Follow up to additional question, "But, in case I'm using a reference type, would the the == operator use the predefined reference comparison, or would it use the overloaded version of the operator if a type defined one?"

I would have thought that == on the Generics would use the overloaded version, but the following test demonstrates otherwise. Interesting... I'd love to know why! If someone knows please share.

namespace TestProject
{
 class Program
 {
    static void Main(string[] args)
    {
        Test a = new Test();
        Test b = new Test();

        Console.WriteLine("Inline:");
        bool x = a == b;
        Console.WriteLine("Generic:");
        Compare<Test>(a, b);

    }


    static bool Compare<T>(T x, T y) where T : class
    {
        return x == y;
    }
 }

 class Test
 {
    public static bool operator ==(Test a, Test b)
    {
        Console.WriteLine("Overloaded == called");
        return a.Equals(b);
    }

    public static bool operator !=(Test a, Test b)
    {
        Console.WriteLine("Overloaded != called");
        return a.Equals(b);
    }
  }
}

Output

Inline: Overloaded == called

Generic:

Press any key to continue . . .

Follow Up 2

I do want to point out that changing my compare method to

    static bool Compare<T>(T x, T y) where T : Test
    {
        return x == y;
    }

causes the overloaded == operator to be called. I guess without specifying the type (as a where), the compiler can't infer that it should use the overloaded operator... though I'd think that it would have enough information to make that decision even without specifying the type.

Answer 2

As others have said, it will only work when T is constrained to be a reference type. Without any constraints, you can compare with null, but only null - and that comparison will always be false for non-nullable value types.

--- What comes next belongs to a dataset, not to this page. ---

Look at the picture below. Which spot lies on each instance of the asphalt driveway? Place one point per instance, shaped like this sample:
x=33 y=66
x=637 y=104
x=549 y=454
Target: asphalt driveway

Instead of calling Equals, it's better to use an IComparer<T> - and if you have no more information, EqualityComparer<T>.Default is a good choice:

public bool Compare<T>(T x, T y)
{
    return EqualityComparer<T>.Default.Equals(x, y);
}

Aside from anything else, this avoids boxing/casting.

Answer 3

The compile can't know T couldn't be a struct (value type). So you have to tell it it can only be of reference type i think:

bool Compare<T>(T x, T y) where T : class { return x == y; }

It's because if T could be a value type, there could be cases where x == y would be ill formed - in cases when a type doesn't have an operator == defined. The same will happen for this which is more obvious:

void CallFoo<T>(T x) { x.foo(); }

That fails too, because you could pass a type T that wouldn't have a function foo. C# forces you to make sure all possible types always have a function foo. That's done by the where clause.

Answer 4

In general, EqualityComparer<T>.Default.Equals should do the job with anything that implements IEquatable<T>, or that has a sensible Equals implementation.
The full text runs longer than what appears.